Итак, ранняя детская шизофрения. Таков диагноз, который сразу же возникнет в голове у врачей. Это - госпитализация в психбольницу. Это - нейролептики. Нейролептики у ребенка десяти лет будут вызывать угнетение основных жизненных функций. Ей будет трудно думать, трудно говорить. Нарушится координация движений. Но при этом голоса, которые она слышала, тоже исчезнут. Придет бабушка, сама медработник, к врачу и скажет: «Да что ж это такое? Внучка-то у меня стала какая-то другая». Ей скажут: «А что вы хотели? Такое тяжелое заболевание». Девочку выпишут из психбольницы, оставив на тех же нейролептиках. Где-нибудь через полгода она не сможет учиться в школе, потому что у нее наступит беда с концентрацией сознания. Бабушка забьет тревогу, снова пойдет к психиатрам, они скажут: «Ах, какое тяжелое заболевание!» и поменяют нейролептик. В лучшем случае. В худшем - просто увеличат дозу. Ребенок немножко адаптируется, но станет странным. Очень возможно, что начнет заговариваться, ходить под себя. Через несколько месяцев бабушка опять придет к психиатру, тот снова покачает головой - тяжелая болезнь, бедная девочка! - и еще раз поменяет нейролептик. Или не поменяет, а увеличит дозу. Потом девочка подрастет, у нее начнется пубертатный криз. И не найдется ни одного врача, который решится отменить ей нейролептики во время пубертатного криза, поскольку считается, что психические заболевания в это время должны мучительно ухудшаться. Из-за постоянного приема нейролептиков девочка будет находиться в «зомбированном» состоянии. У нее будут притуплены эмоции, она будет туго соображать. Иногда она будет устраивать что-то вроде забастовок, пытаясь прервать лечение. Чтобы справиться с этим, ее снова на какое-то время положат в психбольницу и так далее. И так будет продолжаться всю жизнь. В этот замкнутый круг попадают 90 % людей, определенных на лечение в психиатрическую лечебницу. А все потому, что средний российский психиатр не умеет и не хочет делать ничего, кроме назначения нейролептиков. Они так и говорят обычно: «Я не психотерапевт, я психофармаколог».

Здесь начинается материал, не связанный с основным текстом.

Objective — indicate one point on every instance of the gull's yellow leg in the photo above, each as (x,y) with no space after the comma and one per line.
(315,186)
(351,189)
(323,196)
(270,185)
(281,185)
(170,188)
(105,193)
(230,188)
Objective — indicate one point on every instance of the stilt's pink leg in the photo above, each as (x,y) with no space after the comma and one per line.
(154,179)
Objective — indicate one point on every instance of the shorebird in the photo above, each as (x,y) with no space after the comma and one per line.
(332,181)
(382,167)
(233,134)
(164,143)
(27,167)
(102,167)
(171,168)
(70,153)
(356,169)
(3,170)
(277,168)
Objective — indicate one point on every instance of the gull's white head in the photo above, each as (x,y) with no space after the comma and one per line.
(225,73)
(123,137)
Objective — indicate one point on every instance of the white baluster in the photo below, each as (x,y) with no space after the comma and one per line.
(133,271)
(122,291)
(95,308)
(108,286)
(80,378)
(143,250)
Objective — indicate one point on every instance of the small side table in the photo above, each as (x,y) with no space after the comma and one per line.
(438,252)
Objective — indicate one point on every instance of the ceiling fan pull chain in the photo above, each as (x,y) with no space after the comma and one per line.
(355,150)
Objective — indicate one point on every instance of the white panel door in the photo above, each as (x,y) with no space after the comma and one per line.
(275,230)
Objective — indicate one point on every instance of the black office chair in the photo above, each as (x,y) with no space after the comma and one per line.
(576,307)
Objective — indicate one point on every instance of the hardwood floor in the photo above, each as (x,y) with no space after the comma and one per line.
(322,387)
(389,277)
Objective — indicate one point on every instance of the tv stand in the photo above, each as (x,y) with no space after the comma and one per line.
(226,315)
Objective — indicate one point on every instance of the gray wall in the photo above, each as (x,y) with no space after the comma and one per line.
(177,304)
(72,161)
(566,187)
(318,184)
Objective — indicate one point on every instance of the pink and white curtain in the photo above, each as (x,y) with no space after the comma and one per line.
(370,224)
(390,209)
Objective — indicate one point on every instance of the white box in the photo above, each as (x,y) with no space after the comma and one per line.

Вообще, что такое российская психиатрия? На мой взгляд, ее историю следует отсчитывать с 1836 года. Это был год, когда в журнале «Телескоп» Петр Чаадаев опубликовал свое первое «Философическое письмо». Результатом этой публикации стало следующее: царь Николай I объявил русскому народу, что Чаадаев сумасшедший. И этот факт моментально и благополучно признали психиатры. Вот, собственно, самое главное, что можно сказать о российской психиатрии. Дальше все развивалось по тому же сценарию. Если в 1920-х годах рабочей силы было мало, государству было нужно мало психических больных, и тогда диагнозов ставили мало. В семидесятых, при декларированной всеобщей занятости населения, напротив, было выгодно прятать людей в больницы, чтобы они не портили статистику, и диагнозы ставились в чудовищно огромных количествах.